- Annette Benson in Confetti (1927)
- Born: 1895 London, United Kingdom
- Died: 1965 (aged 69–70) Santa Clara, California, U.S.
- Occupation: Actress
- Years active: 1921–1931 (film)

= Annette Benson =

British actress (1895–1965)

Annette Benson (1895–1965) was a British film actress. She was a leading lady of British silent films of the 1920s, appearing in Confetti with Jack Buchanan and Downhill with Ivor Novello. She also featured in several French and German productions in the mid-1920s. Her career tailed-off with the arrival of sound film and she made her last screen appearance in 1931.

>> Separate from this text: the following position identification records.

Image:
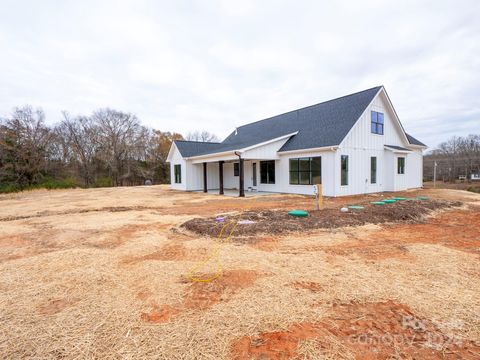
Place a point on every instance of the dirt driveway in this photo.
(107, 273)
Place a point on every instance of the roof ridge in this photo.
(306, 107)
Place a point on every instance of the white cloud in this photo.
(194, 64)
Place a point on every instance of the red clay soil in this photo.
(56, 306)
(169, 252)
(160, 314)
(203, 295)
(457, 229)
(307, 285)
(279, 222)
(369, 331)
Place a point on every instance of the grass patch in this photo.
(47, 183)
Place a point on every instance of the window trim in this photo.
(268, 162)
(298, 171)
(347, 168)
(177, 172)
(374, 120)
(376, 170)
(403, 165)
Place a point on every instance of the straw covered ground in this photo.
(112, 273)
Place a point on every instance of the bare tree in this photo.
(203, 136)
(454, 157)
(117, 137)
(81, 135)
(24, 144)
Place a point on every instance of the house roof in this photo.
(192, 148)
(395, 147)
(321, 125)
(414, 141)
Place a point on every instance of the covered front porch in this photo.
(239, 177)
(234, 192)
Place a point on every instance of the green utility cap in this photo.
(298, 213)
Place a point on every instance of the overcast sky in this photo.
(213, 65)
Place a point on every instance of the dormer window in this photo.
(377, 123)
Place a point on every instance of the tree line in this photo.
(107, 148)
(455, 158)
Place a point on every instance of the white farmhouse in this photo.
(354, 144)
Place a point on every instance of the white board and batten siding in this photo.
(361, 144)
(177, 159)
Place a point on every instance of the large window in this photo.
(377, 123)
(344, 170)
(401, 165)
(306, 171)
(373, 170)
(267, 172)
(177, 173)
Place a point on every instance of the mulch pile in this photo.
(279, 222)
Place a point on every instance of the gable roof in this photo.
(323, 124)
(414, 141)
(320, 125)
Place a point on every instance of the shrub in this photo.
(46, 183)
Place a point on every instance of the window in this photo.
(267, 172)
(306, 171)
(401, 165)
(177, 169)
(344, 170)
(377, 123)
(373, 170)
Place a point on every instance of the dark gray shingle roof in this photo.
(193, 148)
(397, 147)
(320, 125)
(414, 141)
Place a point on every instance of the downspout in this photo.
(241, 190)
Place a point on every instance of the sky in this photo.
(215, 64)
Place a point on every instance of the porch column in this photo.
(241, 190)
(205, 177)
(220, 174)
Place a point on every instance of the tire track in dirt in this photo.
(365, 331)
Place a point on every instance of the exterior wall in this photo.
(360, 144)
(177, 159)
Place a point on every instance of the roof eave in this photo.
(323, 148)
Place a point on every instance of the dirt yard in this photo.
(117, 273)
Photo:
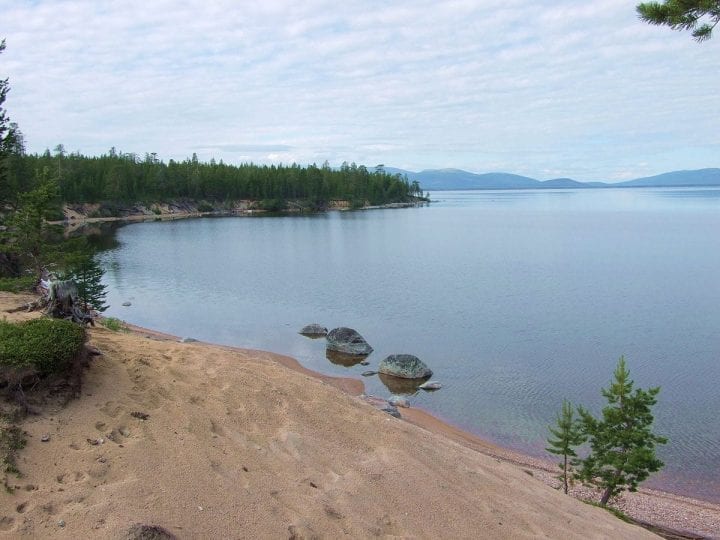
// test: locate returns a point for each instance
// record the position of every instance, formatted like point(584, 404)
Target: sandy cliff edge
point(236, 445)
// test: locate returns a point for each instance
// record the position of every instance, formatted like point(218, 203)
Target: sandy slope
point(237, 445)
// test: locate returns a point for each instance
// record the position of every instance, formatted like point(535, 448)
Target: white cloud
point(538, 88)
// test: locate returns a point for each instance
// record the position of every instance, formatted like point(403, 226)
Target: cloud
point(249, 148)
point(586, 91)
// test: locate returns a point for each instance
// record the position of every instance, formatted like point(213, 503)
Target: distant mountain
point(447, 179)
point(702, 177)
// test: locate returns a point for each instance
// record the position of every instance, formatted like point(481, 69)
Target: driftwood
point(59, 301)
point(63, 303)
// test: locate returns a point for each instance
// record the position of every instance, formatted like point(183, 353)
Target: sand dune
point(236, 445)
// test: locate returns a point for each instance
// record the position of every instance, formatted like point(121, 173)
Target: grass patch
point(12, 440)
point(111, 323)
point(43, 345)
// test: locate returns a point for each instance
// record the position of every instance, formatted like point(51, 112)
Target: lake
point(515, 299)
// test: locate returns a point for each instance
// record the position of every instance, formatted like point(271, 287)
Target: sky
point(545, 89)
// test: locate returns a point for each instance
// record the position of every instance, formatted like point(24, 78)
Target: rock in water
point(405, 366)
point(398, 401)
point(392, 411)
point(313, 330)
point(348, 341)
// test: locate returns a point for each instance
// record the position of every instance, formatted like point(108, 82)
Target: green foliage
point(17, 285)
point(85, 271)
point(621, 441)
point(116, 180)
point(111, 323)
point(564, 438)
point(699, 16)
point(29, 234)
point(205, 206)
point(272, 205)
point(12, 439)
point(45, 345)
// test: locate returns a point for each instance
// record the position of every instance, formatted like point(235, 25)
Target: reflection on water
point(516, 299)
point(400, 386)
point(343, 359)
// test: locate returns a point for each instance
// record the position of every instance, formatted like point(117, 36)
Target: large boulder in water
point(348, 341)
point(405, 366)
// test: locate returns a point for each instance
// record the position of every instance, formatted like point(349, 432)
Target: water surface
point(516, 299)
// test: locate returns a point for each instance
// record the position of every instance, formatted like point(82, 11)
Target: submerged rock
point(347, 341)
point(343, 359)
point(313, 330)
point(398, 401)
point(405, 366)
point(392, 411)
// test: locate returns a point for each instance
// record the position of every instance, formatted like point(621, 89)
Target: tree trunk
point(63, 303)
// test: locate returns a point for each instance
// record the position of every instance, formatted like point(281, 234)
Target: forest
point(125, 178)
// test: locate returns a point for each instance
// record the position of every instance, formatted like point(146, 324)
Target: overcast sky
point(547, 89)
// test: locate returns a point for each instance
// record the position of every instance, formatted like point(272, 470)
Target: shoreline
point(149, 371)
point(677, 515)
point(75, 220)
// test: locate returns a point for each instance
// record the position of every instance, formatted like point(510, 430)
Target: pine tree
point(87, 274)
point(622, 444)
point(699, 16)
point(567, 435)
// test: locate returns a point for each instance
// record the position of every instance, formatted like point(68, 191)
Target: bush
point(111, 323)
point(21, 284)
point(46, 345)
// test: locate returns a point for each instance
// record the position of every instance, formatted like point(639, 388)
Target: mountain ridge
point(450, 179)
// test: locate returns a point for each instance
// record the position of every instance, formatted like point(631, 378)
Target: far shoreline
point(669, 512)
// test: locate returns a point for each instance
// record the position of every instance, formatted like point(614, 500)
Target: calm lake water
point(516, 300)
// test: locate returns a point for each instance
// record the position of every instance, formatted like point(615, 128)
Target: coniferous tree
point(85, 271)
point(622, 444)
point(700, 16)
point(566, 435)
point(29, 235)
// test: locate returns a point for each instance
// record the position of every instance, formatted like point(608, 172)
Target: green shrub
point(21, 284)
point(47, 345)
point(111, 323)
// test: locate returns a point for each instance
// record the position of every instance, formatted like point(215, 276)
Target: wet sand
point(242, 443)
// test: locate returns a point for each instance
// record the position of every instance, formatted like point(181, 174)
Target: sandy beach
point(249, 444)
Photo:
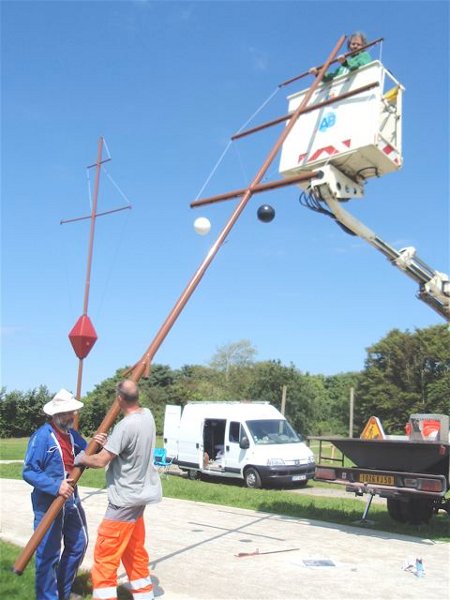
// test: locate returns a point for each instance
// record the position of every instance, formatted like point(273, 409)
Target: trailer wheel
point(252, 478)
point(395, 510)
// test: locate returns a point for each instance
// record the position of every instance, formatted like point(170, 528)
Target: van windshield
point(272, 431)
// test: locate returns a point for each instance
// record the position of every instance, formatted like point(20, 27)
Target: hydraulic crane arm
point(434, 287)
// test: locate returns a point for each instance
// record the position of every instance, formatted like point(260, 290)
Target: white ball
point(202, 225)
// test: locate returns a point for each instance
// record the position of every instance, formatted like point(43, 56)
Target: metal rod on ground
point(137, 371)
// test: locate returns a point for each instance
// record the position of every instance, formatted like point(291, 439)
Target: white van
point(245, 440)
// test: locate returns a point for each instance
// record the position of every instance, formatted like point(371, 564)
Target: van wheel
point(252, 478)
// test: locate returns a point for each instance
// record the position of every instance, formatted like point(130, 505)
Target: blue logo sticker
point(328, 121)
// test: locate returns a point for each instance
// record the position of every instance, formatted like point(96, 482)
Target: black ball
point(265, 213)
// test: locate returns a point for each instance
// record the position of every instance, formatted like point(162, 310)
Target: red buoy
point(83, 336)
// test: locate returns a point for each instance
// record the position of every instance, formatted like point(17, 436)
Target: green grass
point(332, 509)
point(14, 587)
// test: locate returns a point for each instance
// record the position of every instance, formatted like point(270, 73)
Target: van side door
point(235, 457)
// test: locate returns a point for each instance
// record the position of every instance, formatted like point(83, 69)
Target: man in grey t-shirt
point(132, 482)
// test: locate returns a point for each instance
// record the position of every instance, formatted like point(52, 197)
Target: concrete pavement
point(194, 551)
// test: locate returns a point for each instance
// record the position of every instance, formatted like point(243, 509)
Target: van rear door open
point(172, 430)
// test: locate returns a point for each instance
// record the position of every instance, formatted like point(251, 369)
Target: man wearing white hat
point(48, 462)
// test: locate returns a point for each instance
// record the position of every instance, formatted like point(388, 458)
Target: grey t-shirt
point(131, 478)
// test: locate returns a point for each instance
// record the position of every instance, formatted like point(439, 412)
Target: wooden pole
point(352, 403)
point(137, 371)
point(283, 399)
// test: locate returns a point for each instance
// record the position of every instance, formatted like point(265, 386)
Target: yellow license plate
point(379, 479)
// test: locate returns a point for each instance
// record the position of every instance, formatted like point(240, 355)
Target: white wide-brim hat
point(63, 401)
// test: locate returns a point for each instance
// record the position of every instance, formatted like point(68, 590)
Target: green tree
point(21, 412)
point(233, 354)
point(405, 373)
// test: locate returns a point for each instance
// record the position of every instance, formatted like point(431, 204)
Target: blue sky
point(166, 84)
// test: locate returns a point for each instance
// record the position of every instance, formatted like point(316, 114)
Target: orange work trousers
point(121, 541)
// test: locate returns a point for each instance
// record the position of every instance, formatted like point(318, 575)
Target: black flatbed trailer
point(413, 476)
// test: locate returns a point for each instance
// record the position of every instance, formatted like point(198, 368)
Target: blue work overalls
point(44, 470)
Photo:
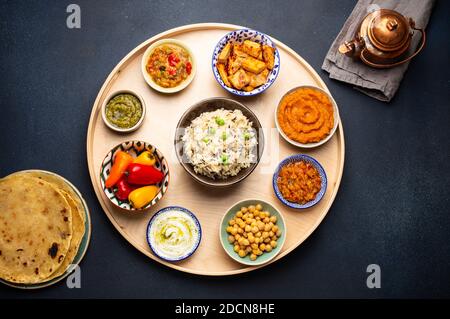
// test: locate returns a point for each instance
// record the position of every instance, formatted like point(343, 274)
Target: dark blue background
point(393, 205)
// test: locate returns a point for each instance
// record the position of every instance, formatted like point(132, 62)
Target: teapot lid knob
point(388, 30)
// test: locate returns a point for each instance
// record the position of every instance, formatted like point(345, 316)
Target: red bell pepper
point(139, 174)
point(123, 189)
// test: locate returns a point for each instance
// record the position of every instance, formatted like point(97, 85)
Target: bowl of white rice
point(219, 141)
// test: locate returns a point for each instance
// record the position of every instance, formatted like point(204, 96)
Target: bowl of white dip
point(174, 233)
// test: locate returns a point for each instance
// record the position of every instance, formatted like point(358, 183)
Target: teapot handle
point(384, 66)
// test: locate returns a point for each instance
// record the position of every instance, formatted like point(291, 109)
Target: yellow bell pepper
point(142, 196)
point(145, 158)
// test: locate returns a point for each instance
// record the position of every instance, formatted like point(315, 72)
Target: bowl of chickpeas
point(252, 232)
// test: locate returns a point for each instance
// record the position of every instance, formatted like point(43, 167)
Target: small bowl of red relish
point(168, 65)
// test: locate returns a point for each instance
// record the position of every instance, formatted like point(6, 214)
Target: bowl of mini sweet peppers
point(134, 175)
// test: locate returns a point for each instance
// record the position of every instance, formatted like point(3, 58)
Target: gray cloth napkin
point(378, 83)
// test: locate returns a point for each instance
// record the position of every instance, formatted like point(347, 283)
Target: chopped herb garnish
point(220, 121)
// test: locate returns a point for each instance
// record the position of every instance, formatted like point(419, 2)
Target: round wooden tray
point(209, 205)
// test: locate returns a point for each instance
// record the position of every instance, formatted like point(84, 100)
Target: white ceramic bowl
point(118, 129)
point(239, 36)
point(149, 79)
point(316, 144)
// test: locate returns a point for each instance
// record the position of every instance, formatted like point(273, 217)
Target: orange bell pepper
point(119, 167)
point(145, 158)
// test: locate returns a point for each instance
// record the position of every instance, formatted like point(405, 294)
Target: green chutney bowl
point(229, 248)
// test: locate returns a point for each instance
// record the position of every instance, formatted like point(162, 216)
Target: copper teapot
point(383, 39)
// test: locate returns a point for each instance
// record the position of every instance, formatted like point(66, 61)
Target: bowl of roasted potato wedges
point(245, 62)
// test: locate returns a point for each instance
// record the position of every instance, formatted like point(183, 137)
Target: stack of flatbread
point(41, 227)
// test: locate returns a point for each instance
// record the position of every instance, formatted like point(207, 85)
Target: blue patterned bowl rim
point(259, 89)
point(186, 211)
point(297, 158)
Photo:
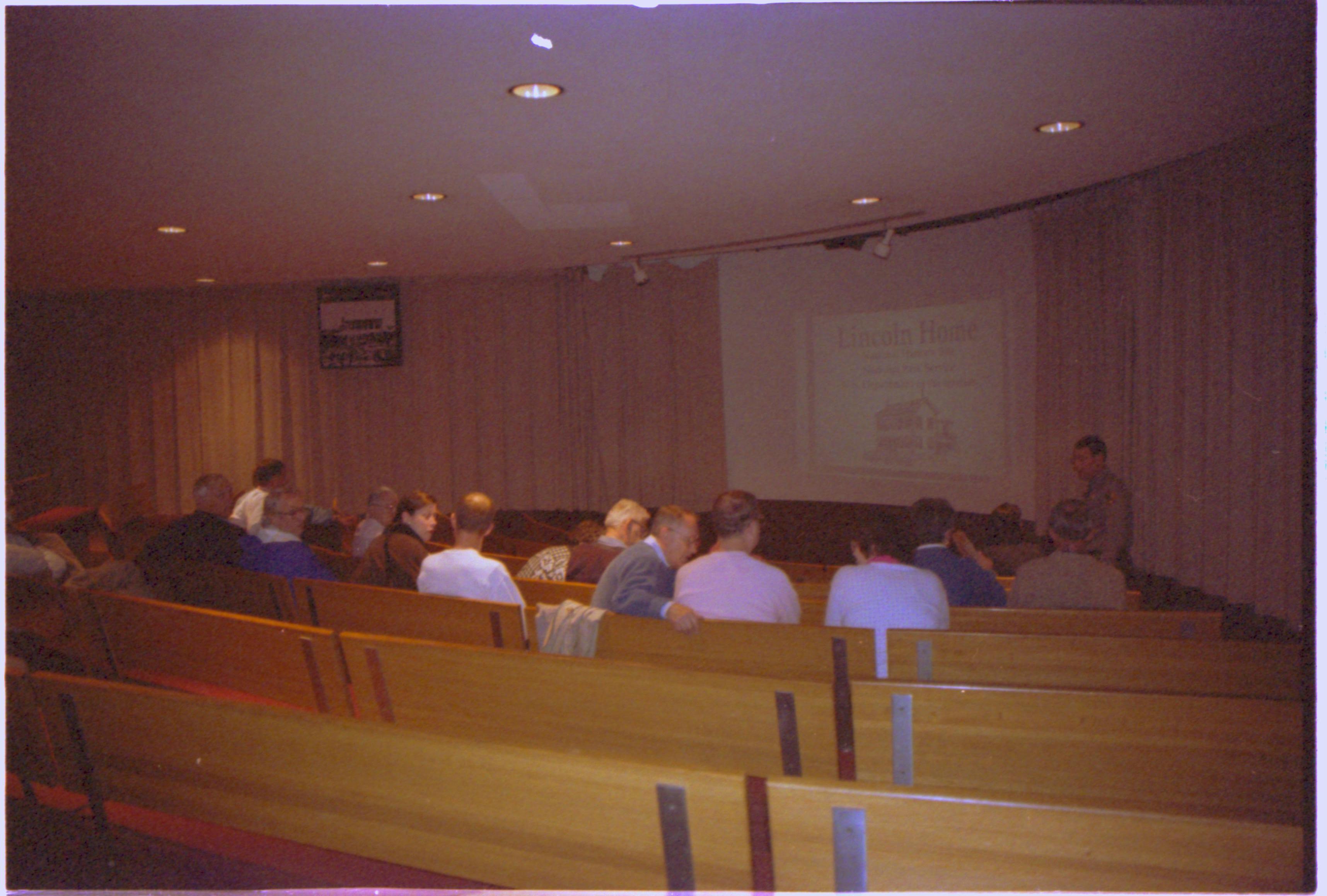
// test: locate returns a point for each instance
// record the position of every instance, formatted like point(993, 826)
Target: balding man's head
point(286, 511)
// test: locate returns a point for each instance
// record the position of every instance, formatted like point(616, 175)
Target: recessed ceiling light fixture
point(535, 91)
point(1059, 126)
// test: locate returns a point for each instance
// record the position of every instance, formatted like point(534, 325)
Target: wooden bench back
point(1154, 664)
point(1226, 756)
point(346, 607)
point(1100, 623)
point(507, 816)
point(529, 818)
point(964, 842)
point(774, 651)
point(598, 708)
point(176, 646)
point(541, 591)
point(229, 590)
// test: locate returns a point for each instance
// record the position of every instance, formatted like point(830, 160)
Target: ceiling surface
point(288, 140)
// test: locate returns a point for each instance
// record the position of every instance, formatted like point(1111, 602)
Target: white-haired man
point(624, 525)
point(377, 517)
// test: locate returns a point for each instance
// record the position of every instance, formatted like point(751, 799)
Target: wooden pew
point(229, 590)
point(596, 708)
point(770, 649)
point(1216, 756)
point(961, 841)
point(1142, 664)
point(541, 591)
point(346, 607)
point(543, 819)
point(501, 814)
point(188, 647)
point(1100, 623)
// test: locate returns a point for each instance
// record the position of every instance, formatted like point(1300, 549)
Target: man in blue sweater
point(967, 575)
point(639, 582)
point(276, 546)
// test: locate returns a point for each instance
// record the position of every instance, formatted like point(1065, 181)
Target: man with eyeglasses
point(640, 581)
point(276, 547)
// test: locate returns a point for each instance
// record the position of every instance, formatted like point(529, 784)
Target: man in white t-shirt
point(462, 571)
point(729, 583)
point(880, 593)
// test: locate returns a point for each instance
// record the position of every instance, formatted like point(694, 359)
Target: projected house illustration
point(909, 431)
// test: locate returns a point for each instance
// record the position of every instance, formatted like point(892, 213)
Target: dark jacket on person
point(393, 559)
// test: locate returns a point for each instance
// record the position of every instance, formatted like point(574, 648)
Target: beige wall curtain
point(546, 391)
point(1171, 314)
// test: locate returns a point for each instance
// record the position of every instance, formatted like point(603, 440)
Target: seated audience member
point(268, 476)
point(728, 582)
point(203, 537)
point(1070, 578)
point(624, 525)
point(1006, 545)
point(551, 563)
point(395, 558)
point(968, 577)
point(278, 549)
point(640, 581)
point(380, 513)
point(461, 571)
point(882, 594)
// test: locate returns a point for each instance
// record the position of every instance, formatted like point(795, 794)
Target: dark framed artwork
point(360, 326)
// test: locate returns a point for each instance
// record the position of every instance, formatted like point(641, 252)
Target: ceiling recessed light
point(535, 91)
point(1059, 126)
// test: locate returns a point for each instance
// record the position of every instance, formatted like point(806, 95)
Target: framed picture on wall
point(360, 326)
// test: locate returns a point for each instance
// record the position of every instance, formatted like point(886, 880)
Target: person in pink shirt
point(728, 582)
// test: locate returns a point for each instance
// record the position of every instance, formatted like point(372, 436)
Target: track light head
point(882, 247)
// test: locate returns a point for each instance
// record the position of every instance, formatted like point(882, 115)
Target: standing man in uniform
point(1110, 504)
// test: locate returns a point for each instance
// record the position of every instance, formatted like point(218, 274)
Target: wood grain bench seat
point(1143, 664)
point(190, 647)
point(544, 819)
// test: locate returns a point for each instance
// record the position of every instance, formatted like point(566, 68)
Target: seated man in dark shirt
point(967, 575)
point(203, 537)
point(278, 547)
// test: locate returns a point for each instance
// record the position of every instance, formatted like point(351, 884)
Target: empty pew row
point(543, 819)
point(202, 649)
point(1213, 756)
point(1139, 664)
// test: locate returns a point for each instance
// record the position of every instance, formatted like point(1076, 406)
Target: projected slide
point(916, 392)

Perhaps her best-known role is that of the film star Mae Feather in Anthony Asquith's Shooting Stars.

==Filmography==

| Year | Title | Role |
| 1921 | Love at the Wheel | Helen Warwick |
| The Temporary Lady | Mary Lamb |
| Squibs | Ivy Hopkins |
| 1922 | Three Live Ghosts | Mrs. Woofers |
| The Nonentity | Beryl Danvers |
| The Man from Home | Faustina Ribière |
| Squibs Wins the Calcutta Sweep | Ivy Hopkins |
| 1923 | Afterglow | Mira Massingham |
| The Harbour Lights | Lina Nelson |
| 1924 | Lovers in Araby | Nadine Meville |
| The Money Habit | Diana Hastings |
| 1925 | A Daughter of Israel | Guitele |
| Cock of the Roost | Olga |
| Before the Battle | Alice de Corlaix |
| 1926 | The Cradle of God | Ruth |
| 1927 | Downhill | Mabel |
| Confetti | Dolores |
| 1928 | Madonna of the Sleeping Cars |  |
| Shooting Stars | Mae Feather |
| A South Sea Bubble | Lydia la Rue |
| Change of Heart | Griselda Turner |
| Sir or Madam | Lady Day |
| The Ringer | Cora Ann Milton |
| The Inseparables | Adrienne |
| 1929 | Weekend Wives | Helene Monard |
| 1931 | Deadlock | Madeleine d'Arblay |
| Almost a Divorce |  |

==Bibliography==
- Ryall, Tom. Anthony Asquith. Oxford University Press, 2013.